7 thoughts on “Christian Peacemaker Team abductions in Iraq”

  1. If they *were* missionaries
    If they *were* missionaries or *weren’t* anti-imperialist, would you believe that they ought to be harmed after being captured?

  2. Rad Geek – it sounds to me
    Rad Geek – it sounds to me like you’re making up an implication that doesn’t exist. perhaps it would be more constructive if you just said your opinion straight out instead of making implications.

  3. doviende, I’m asking a
    doviende, I’m asking a question rather than shooting off my mouth because I don’t have the answer. The question at hand is whether Justin thinks that the fact that CPT team is politically sympathetic makes any difference or not to whether they ought to be harmed or killed once captured. The reason I ask is because if he does, that’s a curious thing to believe, and if he doesn’t, then it’s curious as to why he’d emphasize and highlight so much something that he doesn’t think matters for the topic at hand.

    If I knew what the “implications” of his post were, I would not have asked.

  4. The point, Rad Geek, is
    The point, Rad Geek, is simple. A petition like this is intended for the people who have the power to make the decision to release or keep the captives – the captors. If the captors are affiliated with the Iraqi resistance, and have accused the CPTers on tape of being spies, that suggests that they think the CPTers are something other than they are. One might appeal to the captors on simple humanitarian grounds – i.e., they might be spies, but you shouldn’t harm them because it’s wrong to harm people. Or one might appeal to the captors on specific grounds, that they are not spies and missionaries, and since that happens to be true, it doesn’t seem to me to be unprincipled to do so.

    A secondary reason is that when people like the CPTers are kidnapped in a place like Iraq, it is all too easy for their own anti-imperialist peace message to get drowned out in US racism and nationalism. Repeating their own principles and their own intentions in being there, not to mention the reasons they are *not* there, are things they can’t do as captives.

    I think you ought to have been able to puzzle that one out without leaping immediately to the worst possible conclusion. But if you were sincere, then I’ll just suggest gently that such leaps do not generally produce sympathy in the person who you are addressing, and it is therefore unlikely to lead to fruitful communication.

  5. Justin: “A petition like
    Justin: “A petition like this is intended for the people who have the power to make the decision to release or keep the captives — the captors”

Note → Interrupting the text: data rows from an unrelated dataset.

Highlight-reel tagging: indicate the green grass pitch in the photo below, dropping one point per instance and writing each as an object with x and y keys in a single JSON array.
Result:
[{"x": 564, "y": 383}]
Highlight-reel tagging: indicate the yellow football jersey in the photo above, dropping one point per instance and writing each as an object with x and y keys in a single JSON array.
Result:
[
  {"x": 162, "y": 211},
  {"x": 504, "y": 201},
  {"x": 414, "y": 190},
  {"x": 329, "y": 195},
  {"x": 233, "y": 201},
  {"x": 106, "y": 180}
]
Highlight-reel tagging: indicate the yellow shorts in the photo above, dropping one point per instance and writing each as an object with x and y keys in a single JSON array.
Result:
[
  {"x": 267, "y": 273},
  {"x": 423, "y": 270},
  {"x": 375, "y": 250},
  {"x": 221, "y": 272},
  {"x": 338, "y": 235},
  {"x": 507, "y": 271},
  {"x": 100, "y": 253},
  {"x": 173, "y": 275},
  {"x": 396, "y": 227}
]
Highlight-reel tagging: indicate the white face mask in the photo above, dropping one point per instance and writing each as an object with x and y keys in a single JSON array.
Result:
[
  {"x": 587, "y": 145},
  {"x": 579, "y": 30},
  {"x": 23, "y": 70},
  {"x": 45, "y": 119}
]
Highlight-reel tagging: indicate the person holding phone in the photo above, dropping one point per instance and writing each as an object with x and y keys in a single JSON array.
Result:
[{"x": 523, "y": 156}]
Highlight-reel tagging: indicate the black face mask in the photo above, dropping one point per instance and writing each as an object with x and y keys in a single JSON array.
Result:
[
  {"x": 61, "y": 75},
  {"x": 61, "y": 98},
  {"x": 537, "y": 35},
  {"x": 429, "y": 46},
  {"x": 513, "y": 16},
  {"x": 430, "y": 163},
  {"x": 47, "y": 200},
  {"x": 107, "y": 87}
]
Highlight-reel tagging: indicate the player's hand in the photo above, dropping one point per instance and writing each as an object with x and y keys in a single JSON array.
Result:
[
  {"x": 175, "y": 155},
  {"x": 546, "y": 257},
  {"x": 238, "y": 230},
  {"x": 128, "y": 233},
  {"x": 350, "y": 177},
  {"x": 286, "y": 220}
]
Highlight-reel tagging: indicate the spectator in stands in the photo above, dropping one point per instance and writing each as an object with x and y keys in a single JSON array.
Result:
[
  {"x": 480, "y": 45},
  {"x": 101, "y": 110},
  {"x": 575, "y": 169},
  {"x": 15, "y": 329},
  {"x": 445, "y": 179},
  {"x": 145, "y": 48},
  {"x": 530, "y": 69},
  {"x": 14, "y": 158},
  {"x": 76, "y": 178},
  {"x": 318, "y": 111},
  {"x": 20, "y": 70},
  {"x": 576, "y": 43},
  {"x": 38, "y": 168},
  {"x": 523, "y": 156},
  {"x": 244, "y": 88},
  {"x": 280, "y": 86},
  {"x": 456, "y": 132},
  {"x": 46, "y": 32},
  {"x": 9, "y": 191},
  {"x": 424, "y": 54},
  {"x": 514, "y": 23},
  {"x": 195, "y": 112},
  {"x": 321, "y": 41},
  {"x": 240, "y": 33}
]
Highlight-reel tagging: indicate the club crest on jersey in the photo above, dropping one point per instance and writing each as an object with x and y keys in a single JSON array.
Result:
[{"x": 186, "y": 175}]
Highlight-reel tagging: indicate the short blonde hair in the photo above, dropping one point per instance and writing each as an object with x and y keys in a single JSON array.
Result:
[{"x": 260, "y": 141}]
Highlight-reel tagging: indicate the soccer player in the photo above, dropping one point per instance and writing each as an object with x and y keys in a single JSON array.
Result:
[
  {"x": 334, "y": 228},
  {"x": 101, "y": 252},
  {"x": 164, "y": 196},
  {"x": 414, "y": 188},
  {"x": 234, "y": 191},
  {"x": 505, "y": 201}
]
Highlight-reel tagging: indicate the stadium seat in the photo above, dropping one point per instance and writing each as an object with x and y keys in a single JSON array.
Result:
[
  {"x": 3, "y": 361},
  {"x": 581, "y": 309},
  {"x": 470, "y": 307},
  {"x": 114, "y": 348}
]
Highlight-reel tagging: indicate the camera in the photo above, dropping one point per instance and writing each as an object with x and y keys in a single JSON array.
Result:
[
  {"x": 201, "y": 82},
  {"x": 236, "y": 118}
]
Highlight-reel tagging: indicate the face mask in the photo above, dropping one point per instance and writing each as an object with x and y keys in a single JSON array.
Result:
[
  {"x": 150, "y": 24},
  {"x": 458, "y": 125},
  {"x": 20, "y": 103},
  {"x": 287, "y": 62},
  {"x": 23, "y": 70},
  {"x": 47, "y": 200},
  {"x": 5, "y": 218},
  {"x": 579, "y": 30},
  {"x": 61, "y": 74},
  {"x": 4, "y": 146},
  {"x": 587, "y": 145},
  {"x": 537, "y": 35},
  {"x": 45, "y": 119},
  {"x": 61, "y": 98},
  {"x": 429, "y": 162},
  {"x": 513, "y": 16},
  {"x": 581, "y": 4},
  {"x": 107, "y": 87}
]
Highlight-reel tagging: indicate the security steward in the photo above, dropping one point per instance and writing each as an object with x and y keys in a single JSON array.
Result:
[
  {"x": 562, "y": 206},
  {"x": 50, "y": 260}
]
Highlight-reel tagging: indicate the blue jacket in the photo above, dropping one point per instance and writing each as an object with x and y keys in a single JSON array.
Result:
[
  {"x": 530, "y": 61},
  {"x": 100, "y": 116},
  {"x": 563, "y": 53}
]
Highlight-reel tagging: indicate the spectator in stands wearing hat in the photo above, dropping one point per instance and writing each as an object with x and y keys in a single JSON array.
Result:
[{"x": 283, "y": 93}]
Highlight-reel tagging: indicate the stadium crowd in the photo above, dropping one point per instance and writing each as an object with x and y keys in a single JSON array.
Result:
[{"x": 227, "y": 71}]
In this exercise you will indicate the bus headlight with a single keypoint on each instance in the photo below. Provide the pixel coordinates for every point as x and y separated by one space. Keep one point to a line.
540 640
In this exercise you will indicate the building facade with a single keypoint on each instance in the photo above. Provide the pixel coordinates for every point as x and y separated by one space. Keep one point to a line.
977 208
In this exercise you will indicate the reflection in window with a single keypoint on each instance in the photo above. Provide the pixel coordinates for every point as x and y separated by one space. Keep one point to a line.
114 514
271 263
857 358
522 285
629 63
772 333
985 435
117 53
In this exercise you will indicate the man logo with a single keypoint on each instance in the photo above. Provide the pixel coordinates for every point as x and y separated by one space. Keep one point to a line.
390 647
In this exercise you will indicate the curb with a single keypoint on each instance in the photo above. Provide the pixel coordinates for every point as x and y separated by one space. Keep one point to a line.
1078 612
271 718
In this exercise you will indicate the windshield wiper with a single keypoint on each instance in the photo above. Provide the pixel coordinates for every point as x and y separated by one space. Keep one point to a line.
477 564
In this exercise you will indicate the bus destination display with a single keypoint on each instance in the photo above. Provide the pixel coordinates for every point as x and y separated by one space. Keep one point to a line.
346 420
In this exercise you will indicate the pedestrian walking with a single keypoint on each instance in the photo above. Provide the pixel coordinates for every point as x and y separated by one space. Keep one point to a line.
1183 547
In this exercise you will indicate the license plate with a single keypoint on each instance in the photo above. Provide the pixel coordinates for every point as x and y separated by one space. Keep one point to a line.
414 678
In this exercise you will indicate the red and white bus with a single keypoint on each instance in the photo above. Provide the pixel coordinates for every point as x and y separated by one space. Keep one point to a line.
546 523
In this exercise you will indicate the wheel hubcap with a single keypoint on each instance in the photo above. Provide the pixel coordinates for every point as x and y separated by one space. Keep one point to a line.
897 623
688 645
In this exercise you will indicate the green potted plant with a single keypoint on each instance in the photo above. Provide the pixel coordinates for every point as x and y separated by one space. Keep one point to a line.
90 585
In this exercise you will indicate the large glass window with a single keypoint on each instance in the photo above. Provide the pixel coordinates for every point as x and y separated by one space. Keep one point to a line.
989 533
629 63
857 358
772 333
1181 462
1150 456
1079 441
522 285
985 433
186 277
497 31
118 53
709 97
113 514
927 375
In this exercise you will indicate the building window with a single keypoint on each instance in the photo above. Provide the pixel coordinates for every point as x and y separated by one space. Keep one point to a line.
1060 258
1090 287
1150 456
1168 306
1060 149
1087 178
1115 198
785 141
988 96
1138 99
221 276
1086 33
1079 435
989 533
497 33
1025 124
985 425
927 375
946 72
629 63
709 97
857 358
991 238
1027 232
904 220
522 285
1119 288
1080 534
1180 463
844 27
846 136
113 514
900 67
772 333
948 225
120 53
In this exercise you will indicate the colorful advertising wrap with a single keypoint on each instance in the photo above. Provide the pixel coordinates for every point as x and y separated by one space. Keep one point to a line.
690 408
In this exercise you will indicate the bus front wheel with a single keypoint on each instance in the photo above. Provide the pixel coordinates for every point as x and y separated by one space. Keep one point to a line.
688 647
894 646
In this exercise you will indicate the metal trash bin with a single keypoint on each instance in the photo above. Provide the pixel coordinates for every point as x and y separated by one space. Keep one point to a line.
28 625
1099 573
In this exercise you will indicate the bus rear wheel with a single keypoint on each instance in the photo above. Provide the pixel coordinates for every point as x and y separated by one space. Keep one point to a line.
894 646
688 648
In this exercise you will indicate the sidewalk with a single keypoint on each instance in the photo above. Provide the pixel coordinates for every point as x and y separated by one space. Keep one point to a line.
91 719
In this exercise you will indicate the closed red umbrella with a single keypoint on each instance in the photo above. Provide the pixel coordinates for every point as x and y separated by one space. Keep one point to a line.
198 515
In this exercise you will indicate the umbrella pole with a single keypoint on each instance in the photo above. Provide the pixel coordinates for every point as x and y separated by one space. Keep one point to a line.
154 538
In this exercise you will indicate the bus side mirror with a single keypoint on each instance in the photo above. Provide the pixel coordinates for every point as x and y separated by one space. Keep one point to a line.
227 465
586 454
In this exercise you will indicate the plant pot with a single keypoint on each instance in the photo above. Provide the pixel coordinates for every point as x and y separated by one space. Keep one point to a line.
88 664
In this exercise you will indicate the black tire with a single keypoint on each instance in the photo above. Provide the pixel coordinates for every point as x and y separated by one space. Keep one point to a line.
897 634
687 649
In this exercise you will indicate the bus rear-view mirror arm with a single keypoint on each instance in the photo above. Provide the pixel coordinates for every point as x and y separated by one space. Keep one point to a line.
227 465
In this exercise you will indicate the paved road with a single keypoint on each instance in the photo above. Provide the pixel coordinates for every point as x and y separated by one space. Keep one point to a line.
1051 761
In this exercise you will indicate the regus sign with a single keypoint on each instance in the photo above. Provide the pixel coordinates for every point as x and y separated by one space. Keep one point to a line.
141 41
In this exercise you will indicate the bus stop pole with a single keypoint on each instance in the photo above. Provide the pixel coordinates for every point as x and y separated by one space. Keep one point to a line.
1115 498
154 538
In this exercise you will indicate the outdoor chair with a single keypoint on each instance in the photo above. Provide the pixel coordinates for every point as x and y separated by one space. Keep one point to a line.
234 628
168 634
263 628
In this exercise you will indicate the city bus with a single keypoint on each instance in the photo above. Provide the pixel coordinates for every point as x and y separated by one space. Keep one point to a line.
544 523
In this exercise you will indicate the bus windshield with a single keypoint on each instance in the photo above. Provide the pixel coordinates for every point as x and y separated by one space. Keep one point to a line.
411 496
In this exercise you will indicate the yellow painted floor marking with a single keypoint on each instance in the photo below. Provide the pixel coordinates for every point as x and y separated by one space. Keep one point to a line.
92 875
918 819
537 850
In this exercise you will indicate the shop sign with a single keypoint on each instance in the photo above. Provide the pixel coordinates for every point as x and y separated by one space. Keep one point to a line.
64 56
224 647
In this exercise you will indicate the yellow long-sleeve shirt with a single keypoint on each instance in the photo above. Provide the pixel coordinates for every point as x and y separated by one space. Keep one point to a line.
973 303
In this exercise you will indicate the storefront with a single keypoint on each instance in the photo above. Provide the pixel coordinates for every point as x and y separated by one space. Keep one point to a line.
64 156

    My question wasn’t about the petition. I know why *that* stresses these points and I think it’s quite reasonable to do so. What I was less sure about was the purpose of mentioning it in this blog post, advertising the petition, which I take it was aimed at sympathetic people who are likely to sign it, rather than the captors. (Unless you mean to suggest that you expect guerillas in Iraq to be reading your blog. Which I take it that you don’t.)

    Justin: “I think you ought to have been able to puzzle that one out without leaping immediately to the worst possible conclusion. But if you were sincere, then I’ll just suggest gently that such leaps do not generally produce sympathy in the person who you are addressing, and it is therefore unlikely to lead to fruitful communication.”

    As I said already, I didn’t leap to a conclusion; I asked a question. Which you’ve partially answered above — thanks — although as I mention above I don’t understand all the details of your answer. If you’re going to give suggestions, gentle or otherwise, about interpretive charity, you ought to be able to puzzle out the difference between a clarificatory question and an accusation, and not read malicious intent into the former unless you have pretty strong reasons for doing so.

  6. We invited Christian
    We invited Christian Peacemaker Teams to come to North Thailand to work because the Thai government was killing Akha people, taking their rice lands, evicting villages, and the christian missionaries were taking all the children to mission schools, forcing conversions on them, we wanted to know what christian peacemaker teams was REALLY about? And guess what, they would have nothing to do with THAT kind of intervention.

  7. Has there been an update
    Has there been an update with this? There are speculations that this is a hoax by these so-called “Christians”.